CASLANO – Roberto “Cio” Monti è stato prima di tutto questo: un uomo di calcio dal carattere netto, diretto, senza mezze misure. Uno che non amava girarci attorno, che diceva ciò che pensava e che viveva ogni situazione con partecipazione totale. Poteva essere spigoloso, a tratti duro, ma era autentico. E proprio per questo ha lasciato un segno profondo in chi lo ha conosciuto.
La parte più importante del suo percorso è stata quella al Malcantone, società alla quale ha legato anni di lavoro, presenza e responsabilità. Da presidente ha accompagnato il club in una fase significativa della sua crescita, contribuendo anche a renderlo una realtà più solida e riconoscibile nel calcio ticinese. Non era una figura formale o distante: seguiva da vicino la vita del club, le scelte, gli allenatori, il progetto.

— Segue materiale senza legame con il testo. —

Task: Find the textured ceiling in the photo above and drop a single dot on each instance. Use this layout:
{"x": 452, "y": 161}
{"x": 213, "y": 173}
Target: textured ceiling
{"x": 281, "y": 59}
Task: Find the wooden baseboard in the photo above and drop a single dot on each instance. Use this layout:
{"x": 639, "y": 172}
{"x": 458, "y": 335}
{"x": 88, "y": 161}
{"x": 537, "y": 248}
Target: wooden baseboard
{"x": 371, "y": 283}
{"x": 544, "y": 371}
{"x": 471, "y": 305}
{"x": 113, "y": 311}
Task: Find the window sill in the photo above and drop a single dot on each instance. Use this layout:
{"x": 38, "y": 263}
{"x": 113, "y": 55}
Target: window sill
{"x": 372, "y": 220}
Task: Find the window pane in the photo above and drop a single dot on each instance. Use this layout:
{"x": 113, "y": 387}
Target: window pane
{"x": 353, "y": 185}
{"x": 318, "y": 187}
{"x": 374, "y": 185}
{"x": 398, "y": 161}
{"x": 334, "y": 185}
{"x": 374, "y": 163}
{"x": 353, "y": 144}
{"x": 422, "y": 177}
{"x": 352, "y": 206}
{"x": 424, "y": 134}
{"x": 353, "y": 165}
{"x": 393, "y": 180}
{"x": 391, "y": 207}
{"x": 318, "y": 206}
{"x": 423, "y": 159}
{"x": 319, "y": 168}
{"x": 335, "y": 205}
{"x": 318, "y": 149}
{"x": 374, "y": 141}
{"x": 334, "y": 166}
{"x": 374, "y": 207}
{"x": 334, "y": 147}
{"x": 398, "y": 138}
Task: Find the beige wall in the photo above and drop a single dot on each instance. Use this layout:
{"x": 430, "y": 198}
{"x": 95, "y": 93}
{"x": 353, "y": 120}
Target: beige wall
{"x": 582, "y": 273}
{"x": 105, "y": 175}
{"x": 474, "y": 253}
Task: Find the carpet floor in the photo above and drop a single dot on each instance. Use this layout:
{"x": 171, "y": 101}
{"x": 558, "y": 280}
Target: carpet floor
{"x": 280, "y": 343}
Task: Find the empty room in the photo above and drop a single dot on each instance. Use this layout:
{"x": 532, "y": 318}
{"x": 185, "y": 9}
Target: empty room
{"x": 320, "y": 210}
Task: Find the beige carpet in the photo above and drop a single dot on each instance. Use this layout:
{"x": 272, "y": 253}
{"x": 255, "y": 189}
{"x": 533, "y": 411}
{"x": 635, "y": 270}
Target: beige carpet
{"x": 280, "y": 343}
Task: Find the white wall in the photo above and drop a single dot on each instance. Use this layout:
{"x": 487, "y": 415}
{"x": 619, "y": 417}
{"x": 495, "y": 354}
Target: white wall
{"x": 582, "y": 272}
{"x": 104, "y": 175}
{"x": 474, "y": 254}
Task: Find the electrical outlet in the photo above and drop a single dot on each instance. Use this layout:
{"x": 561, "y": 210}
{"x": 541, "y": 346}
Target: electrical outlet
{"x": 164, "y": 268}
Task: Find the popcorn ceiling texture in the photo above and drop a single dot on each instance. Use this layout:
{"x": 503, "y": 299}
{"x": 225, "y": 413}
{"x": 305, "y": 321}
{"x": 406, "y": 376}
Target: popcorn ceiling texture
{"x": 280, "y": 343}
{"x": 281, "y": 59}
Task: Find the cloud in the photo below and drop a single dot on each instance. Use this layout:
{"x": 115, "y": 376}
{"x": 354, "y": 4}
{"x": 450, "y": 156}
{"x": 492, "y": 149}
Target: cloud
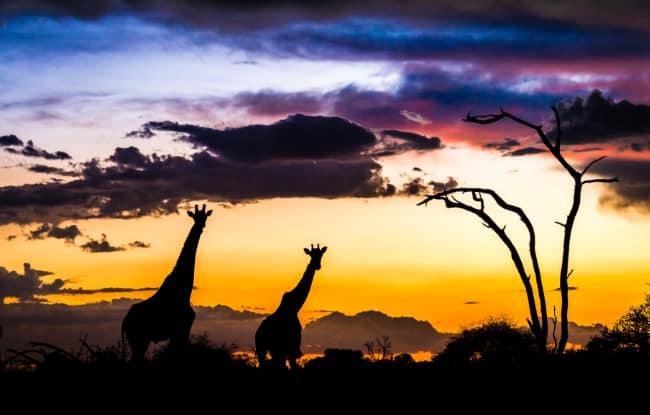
{"x": 10, "y": 140}
{"x": 271, "y": 103}
{"x": 42, "y": 168}
{"x": 416, "y": 186}
{"x": 396, "y": 141}
{"x": 632, "y": 192}
{"x": 442, "y": 186}
{"x": 430, "y": 88}
{"x": 144, "y": 132}
{"x": 63, "y": 325}
{"x": 415, "y": 117}
{"x": 598, "y": 119}
{"x": 506, "y": 145}
{"x": 30, "y": 150}
{"x": 69, "y": 233}
{"x": 295, "y": 137}
{"x": 164, "y": 182}
{"x": 96, "y": 246}
{"x": 129, "y": 156}
{"x": 261, "y": 14}
{"x": 525, "y": 151}
{"x": 139, "y": 244}
{"x": 26, "y": 286}
{"x": 29, "y": 286}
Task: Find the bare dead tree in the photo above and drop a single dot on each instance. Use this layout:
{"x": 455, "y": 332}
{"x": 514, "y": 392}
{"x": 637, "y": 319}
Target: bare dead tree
{"x": 538, "y": 326}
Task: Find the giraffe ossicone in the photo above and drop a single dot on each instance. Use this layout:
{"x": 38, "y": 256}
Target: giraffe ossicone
{"x": 167, "y": 314}
{"x": 280, "y": 333}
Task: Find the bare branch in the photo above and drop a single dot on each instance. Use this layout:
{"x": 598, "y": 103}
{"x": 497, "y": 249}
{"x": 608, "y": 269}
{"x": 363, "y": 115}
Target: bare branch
{"x": 591, "y": 164}
{"x": 555, "y": 150}
{"x": 484, "y": 119}
{"x": 557, "y": 127}
{"x": 608, "y": 180}
{"x": 488, "y": 221}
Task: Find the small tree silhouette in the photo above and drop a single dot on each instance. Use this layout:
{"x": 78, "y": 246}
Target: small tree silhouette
{"x": 630, "y": 333}
{"x": 538, "y": 326}
{"x": 379, "y": 349}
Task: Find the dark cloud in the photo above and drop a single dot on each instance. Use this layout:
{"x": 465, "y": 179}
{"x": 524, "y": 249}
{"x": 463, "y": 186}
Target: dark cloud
{"x": 46, "y": 230}
{"x": 442, "y": 186}
{"x": 506, "y": 145}
{"x": 129, "y": 156}
{"x": 637, "y": 147}
{"x": 429, "y": 89}
{"x": 299, "y": 156}
{"x": 396, "y": 141}
{"x": 526, "y": 151}
{"x": 416, "y": 186}
{"x": 600, "y": 119}
{"x": 29, "y": 150}
{"x": 27, "y": 286}
{"x": 272, "y": 103}
{"x": 262, "y": 13}
{"x": 389, "y": 29}
{"x": 63, "y": 325}
{"x": 96, "y": 246}
{"x": 139, "y": 244}
{"x": 144, "y": 132}
{"x": 164, "y": 182}
{"x": 10, "y": 140}
{"x": 42, "y": 168}
{"x": 295, "y": 137}
{"x": 587, "y": 149}
{"x": 632, "y": 192}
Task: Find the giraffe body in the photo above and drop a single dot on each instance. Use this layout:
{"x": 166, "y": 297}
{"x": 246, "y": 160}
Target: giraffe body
{"x": 280, "y": 333}
{"x": 167, "y": 314}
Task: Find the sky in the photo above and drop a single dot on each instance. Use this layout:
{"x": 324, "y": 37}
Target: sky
{"x": 299, "y": 123}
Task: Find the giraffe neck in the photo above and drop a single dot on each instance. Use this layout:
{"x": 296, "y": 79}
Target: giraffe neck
{"x": 294, "y": 299}
{"x": 179, "y": 283}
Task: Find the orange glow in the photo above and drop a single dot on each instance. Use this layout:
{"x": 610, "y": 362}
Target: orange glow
{"x": 430, "y": 263}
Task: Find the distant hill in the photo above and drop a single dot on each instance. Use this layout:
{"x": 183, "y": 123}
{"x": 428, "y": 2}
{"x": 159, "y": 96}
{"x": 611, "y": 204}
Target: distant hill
{"x": 406, "y": 334}
{"x": 63, "y": 325}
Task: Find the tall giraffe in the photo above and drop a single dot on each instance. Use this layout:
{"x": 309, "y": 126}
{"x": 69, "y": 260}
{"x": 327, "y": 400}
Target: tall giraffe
{"x": 167, "y": 314}
{"x": 280, "y": 333}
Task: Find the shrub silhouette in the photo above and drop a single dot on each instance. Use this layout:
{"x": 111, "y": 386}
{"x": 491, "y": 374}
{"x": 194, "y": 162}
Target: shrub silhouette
{"x": 496, "y": 341}
{"x": 629, "y": 334}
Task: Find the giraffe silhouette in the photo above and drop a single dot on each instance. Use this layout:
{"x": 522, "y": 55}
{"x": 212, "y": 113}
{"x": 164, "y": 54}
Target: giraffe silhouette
{"x": 280, "y": 333}
{"x": 167, "y": 314}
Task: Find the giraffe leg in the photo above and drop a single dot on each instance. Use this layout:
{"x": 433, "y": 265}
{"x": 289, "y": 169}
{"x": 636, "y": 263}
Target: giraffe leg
{"x": 179, "y": 342}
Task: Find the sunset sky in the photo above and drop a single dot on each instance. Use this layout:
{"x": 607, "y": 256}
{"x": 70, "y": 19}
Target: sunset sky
{"x": 302, "y": 124}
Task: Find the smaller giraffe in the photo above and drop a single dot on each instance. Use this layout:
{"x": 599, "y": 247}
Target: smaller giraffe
{"x": 280, "y": 333}
{"x": 167, "y": 314}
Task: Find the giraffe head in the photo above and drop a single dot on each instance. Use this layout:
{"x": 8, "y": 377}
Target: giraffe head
{"x": 316, "y": 254}
{"x": 199, "y": 216}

Nel suo cammino resta anche la rifondazione del Malcantone insieme a Virginio Prisco, con scelte coraggiose e una visione chiara. Era il suo modo di vivere il calcio: entrarci dentro completamente, nel bene e nelle tensioni che inevitabilmente un carattere così forte si portava dietro.
Anche dopo la sua esperienza dirigenziale, Cio è rimasto lo stesso. Ha semplicemente spostato quella sua passione sul Lugano, vissuto da tifoso con trasporto sincero, presenza continua e il solito spirito critico. Non ha mai smesso di osservare, commentare, partecipare. Prima da presidente, poi da sostenitore, è rimasto fino in fondo un uomo che il calcio lo sentiva davvero.
Ed è forse questa l’immagine più giusta da lasciare: quella di una figura vera, ruvida ma appassionata, che nel calcio regionale ticinese non è mai passata inosservata. Una di quelle presenze che, in un modo o nell’altro, sembrano destinate a continuare a bacchettare qualcuno anche da lassù.